Federico Herrero
Artist
Federico Herrero was born in San José, Costa Rica, in 1978, and studied painting at the Pratt Institute, New York, from 1997 to 1998. Since 2001, he has undertaken commissions in Canada, Costa Rica, Japan, Sweden, Switzerland, and the United Kingdom.
Herrero’s practice stands outside Latin America’s Conceptual, muralist, and geometric abstraction traditions, yet his work references all of these styles. Herrero’s images are often populated by patches of color, alien-like figures, and disembodied eyes, and reveal a fascination with crossing boundaries. The artist blurred the line between public and private, for example, in an intervention titled Fictional Publicity (2000), in which he hung small paintings all over his native city; some remained in place for days, others vanished after just a few minutes. For the Havana Biennial (2003), Herrero transgressed national borders by painting mappa mundi at the bottom of a public pool, allowing Cuban swimmers to imagine themselves roaming the globe.

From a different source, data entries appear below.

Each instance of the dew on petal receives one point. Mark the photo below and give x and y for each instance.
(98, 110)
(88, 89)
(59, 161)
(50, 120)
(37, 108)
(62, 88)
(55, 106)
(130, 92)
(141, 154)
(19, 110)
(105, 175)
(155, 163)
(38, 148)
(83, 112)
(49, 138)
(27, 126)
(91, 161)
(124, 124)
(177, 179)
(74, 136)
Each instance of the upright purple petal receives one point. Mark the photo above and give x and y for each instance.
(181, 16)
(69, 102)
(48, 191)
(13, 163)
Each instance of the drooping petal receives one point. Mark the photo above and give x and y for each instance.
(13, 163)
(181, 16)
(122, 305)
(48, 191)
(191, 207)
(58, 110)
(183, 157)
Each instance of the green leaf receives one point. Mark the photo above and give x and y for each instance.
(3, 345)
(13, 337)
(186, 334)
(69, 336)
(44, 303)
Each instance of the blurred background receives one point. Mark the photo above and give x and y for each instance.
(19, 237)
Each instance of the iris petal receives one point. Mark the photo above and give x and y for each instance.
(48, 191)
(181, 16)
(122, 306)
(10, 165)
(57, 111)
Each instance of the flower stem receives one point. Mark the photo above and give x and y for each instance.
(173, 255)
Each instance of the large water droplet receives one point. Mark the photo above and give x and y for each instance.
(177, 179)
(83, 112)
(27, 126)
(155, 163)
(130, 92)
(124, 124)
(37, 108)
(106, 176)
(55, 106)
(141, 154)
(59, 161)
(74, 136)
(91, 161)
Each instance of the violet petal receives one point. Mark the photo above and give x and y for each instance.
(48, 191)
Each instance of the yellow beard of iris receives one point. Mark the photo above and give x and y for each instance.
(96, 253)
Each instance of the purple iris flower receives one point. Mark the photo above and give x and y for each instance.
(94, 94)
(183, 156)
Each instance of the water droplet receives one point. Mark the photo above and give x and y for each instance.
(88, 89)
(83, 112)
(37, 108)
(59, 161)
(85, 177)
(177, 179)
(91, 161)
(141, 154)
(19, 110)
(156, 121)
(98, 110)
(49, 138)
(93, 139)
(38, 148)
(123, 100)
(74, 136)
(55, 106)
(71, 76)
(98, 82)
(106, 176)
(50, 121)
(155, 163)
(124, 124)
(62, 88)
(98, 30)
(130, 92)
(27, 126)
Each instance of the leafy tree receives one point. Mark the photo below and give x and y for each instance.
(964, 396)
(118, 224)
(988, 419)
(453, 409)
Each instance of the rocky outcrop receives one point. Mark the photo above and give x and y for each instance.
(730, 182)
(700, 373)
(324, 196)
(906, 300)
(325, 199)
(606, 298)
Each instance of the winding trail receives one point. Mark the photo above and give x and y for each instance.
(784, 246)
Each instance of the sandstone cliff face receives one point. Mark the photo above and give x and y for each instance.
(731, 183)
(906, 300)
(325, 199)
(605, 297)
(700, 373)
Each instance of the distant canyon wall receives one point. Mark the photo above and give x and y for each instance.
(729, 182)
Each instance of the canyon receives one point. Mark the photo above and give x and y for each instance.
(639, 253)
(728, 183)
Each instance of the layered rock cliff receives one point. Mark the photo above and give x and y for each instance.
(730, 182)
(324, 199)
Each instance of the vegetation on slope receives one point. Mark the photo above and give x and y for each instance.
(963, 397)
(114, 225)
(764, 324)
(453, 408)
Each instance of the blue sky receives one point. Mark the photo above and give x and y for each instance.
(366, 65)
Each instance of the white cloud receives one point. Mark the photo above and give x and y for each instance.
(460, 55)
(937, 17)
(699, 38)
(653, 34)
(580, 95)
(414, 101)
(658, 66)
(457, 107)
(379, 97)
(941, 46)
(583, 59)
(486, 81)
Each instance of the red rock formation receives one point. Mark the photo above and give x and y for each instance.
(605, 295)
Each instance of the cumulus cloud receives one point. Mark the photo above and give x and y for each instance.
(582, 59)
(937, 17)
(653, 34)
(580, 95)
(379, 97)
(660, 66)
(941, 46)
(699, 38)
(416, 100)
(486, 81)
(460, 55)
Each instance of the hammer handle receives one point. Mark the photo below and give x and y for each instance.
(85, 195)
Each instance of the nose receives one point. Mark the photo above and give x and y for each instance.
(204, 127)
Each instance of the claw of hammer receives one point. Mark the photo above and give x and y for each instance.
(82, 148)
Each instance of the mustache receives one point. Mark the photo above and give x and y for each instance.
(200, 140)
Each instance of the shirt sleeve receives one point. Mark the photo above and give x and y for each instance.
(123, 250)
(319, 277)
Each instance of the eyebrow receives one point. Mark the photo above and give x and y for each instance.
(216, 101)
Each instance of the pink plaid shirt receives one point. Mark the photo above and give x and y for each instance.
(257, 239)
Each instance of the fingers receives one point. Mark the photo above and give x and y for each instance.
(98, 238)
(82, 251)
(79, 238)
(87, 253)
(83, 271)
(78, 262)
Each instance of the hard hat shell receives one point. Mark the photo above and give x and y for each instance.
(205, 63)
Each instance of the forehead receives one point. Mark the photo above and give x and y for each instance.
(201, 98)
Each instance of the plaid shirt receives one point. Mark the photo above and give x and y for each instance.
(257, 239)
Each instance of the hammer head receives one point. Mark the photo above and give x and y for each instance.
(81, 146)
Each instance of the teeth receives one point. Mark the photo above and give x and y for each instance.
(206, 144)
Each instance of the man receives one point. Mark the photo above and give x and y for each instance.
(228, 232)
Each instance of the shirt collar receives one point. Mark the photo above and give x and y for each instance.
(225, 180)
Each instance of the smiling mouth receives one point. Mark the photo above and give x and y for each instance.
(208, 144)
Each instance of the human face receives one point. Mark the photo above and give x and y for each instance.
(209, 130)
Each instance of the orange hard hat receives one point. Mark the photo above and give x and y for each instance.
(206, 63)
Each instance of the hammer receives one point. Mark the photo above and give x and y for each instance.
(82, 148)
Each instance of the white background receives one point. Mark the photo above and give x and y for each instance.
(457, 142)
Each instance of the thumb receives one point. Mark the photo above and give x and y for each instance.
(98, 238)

Herrero also questions the spatial boundaries of museum and gallery interiors, taking an installation-like approach to the presentation of his work in such contexts. The artist’s 2008 exhibition at Kunstverein Freiburg, Germany, for example, paired conventional paintings on canvas with stripes and patches of color painted directly onto the interior architecture. The artist’s fascination with limits is evident, too, in the canvases—small bubbles of bright color sometimes peep from behind the primary subject, as in Blue Mountain (2008), or seem to stare curiously at the viewer, as in Green Landscape with Nine Circles (2008). Herrero’s work is essentially a study of liminal spaces—gaps between figure and background, canvas and wall, private and public, and (perhaps most significantly) between work and viewer. The forms and colors in his paintings also capture the energy of urban Costa Rica and its vibrant tropical setting.
Herrero has had solo exhibitions at Fondazione Bevilacqua La Masa, Venice (2006); Kunstverein Freiburg, Germany, and CCA Wattis Institute for Contemporary Arts, San Francisco (both 2008); Galería Juana de Aizpuru, Madrid, and TEOR/éTica, San José, Costa Rica (both 2009); 21-seiki Gendai Bijutsukan, Kanazawa, Japan (2012); and La Casa Encendida, Madrid (2013). His work has also appeared in the group exhibitions the Venice Biennale: Plateau of Humankind (2001); Havana Biennial (2003); Diverse Ways of Happiness, Aichi World Expo, Nagoya, Japan (2005); Interrogating Systems: CIFO Grants and Commissions Exhibition, Cisneros Fontanals Art Foundation, Miami (2008); Play with Me, Museum of Latin American Art, Los Angeles (2012); and On Painting, Centro Atlántico de Arte Moderno, Las Palmas de Gran Canaria, Spain (2013). In 2001, he won the Venice Biennale’s Special Prize for a Young Artist. Herrero lives and works in San José.